Amid sharp volatility in global markets driven by rising oil prices, geopolitical tensions, and fluctuations in commodities like gold, investors are grappling with uncertainty. In this backdrop, Founder & CIO @ Renaissance Investment Managers Pankaj Murarka has advised investors to remain calm and focus on long-term opportunities rather than reacting to short-term disruptions.
Very difficult to make sense of markets right now – Murarka
Speaking on the current market environment exclusively on ET Now, Murarka has highlighted the unprecedented pace of change in global developments.
“It’s very difficult to make sense of these markets and what’s happening in the world on an everyday basis. Things are changing on an hourly basis,” he said.
He pointed out that unpredictable policy decisions and evolving geopolitical scenarios are making near-term forecasting extremely challenging.
Oil shock is a headwind for India
Murarka acknowledged that rising crude prices pose a significant challenge for India.
“Oil price is an energy shock to India… even if the war stops, prices will likely settle higher than pre-crisis levels,” he noted.
According to him, if crude stabilises around USD 80–85 per barrel, the impact could be about USD 40 billion—roughly 1 per cent of India’s GDP. However, any spike towards USD 100 or USD 120 could worsen the situation further.
India’s strong fundamentals offer a cushion
Despite global headwinds, Murarka remained optimistic about India’s resilience.
“India’s macroeconomic fundamentals are very strong… the medium- and long-term growth story remains intact,” he said.
He emphasised that India’s large domestic economy acts as a buffer against external shocks, making it one of the few economies capable of weathering global turbulence.
Correction creates long-term buying opportunity
Markets have seen a steep correction over the past few weeks, making valuations more attractive.
“For long-term investors, this becomes a great opportunity… don’t get swayed by short-term volatility,” Murarka advised.
He explained that markets typically price in short-term earnings pressures, while long-term prospects of businesses often remain strong.
Earnings growth may stay subdued
Murarka cautioned that rising oil prices could weigh on corporate earnings.
- Current earnings growth: 6–7 per cent
- Earlier expectations for next year: 12–13 per cent
Revised outlook: Likely single-digit growth
“The first half of next year could remain headwinded as companies take time to pass on higher costs,” he said.
Valuations near historical averages
On market valuations, Murarka said the downside appears limited.
“Markets are close to their mean valuation of 20–21 times forward earnings… any improvement could act as a positive trigger.”
While India trades at a premium to other emerging markets, he said this is justified.
“India has always traded at a premium… it remains the only secular growth story among emerging markets.”
Sectoral bets: Financials, Consumption, IT
Murarka outlined his preferred investment strategy amid the correction:
- Financials: Strong asset quality and attractive valuations
- Domestic sectors (autos, consumption): Likely beneficiaries of recovery and potential stimulus
- IT sector: Attractive after correction, with AI seen as a growth enabler
“IT valuations have corrected to levels seen during the 2008 crisis… there is immense value for medium-term investors,” he said.
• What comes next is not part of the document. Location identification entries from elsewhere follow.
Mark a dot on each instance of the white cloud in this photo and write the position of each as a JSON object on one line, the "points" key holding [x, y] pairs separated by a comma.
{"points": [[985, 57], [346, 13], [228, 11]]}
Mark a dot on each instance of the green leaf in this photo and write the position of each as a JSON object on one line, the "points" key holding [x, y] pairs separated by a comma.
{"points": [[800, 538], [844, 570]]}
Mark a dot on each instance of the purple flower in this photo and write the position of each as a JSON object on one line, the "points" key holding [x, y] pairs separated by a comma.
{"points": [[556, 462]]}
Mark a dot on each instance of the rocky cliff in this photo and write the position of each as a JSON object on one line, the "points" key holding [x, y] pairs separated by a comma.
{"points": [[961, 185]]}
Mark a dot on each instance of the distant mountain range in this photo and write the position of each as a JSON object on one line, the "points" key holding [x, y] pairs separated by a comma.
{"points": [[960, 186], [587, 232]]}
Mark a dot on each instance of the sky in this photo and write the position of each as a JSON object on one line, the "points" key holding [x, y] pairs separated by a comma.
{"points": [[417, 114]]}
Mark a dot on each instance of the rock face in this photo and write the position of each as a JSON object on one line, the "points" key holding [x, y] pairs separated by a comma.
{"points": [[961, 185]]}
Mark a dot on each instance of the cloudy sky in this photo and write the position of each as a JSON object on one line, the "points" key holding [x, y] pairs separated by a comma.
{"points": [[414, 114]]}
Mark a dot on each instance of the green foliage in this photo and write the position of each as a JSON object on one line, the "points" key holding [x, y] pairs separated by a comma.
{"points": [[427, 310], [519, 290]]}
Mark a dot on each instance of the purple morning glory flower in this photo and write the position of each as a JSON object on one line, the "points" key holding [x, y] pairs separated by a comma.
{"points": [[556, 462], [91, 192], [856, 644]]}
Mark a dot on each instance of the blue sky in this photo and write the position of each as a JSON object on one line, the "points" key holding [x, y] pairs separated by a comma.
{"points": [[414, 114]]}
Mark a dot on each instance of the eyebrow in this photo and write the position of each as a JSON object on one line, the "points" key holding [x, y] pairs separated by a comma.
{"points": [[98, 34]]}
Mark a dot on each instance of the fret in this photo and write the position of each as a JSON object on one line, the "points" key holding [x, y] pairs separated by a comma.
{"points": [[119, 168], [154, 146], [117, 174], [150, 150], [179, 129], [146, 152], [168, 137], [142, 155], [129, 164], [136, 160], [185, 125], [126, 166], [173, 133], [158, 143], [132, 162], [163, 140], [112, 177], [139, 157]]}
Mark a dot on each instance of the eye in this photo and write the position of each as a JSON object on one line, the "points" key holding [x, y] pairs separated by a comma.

Cautious on Gold after sharp rally
On commodities, Murarka expressed caution, particularly on gold.
“Gold delivered nearly 60 per cent returns last year… that reflects high speculation. I would not be a buyer at these levels,” he said, adding that prices may correct further as speculative flows unwind.
Bullish on banking, especially large banks
Murarka remains particularly optimistic about the banking sector, including HDFC Bank.
“We are seeing the healthiest asset quality in decades… large banks are well-positioned to gain market share,” he noted.
He believes India’s growth trajectory could lead to the emergence of global-scale banks over the next decade.
Summing up his outlook, Murarka urged investors to maintain discipline.
“This crisis will also pass… for long-term investors, this is a time to stay invested and use volatility as an opportunity.”
(Disclaimer: The above article is meant for informational purposes only, and should not be considered as any investment advice. ET NOW DIGITAL suggests its readers/audience to consult their financial advisors before making any money-related decisions.)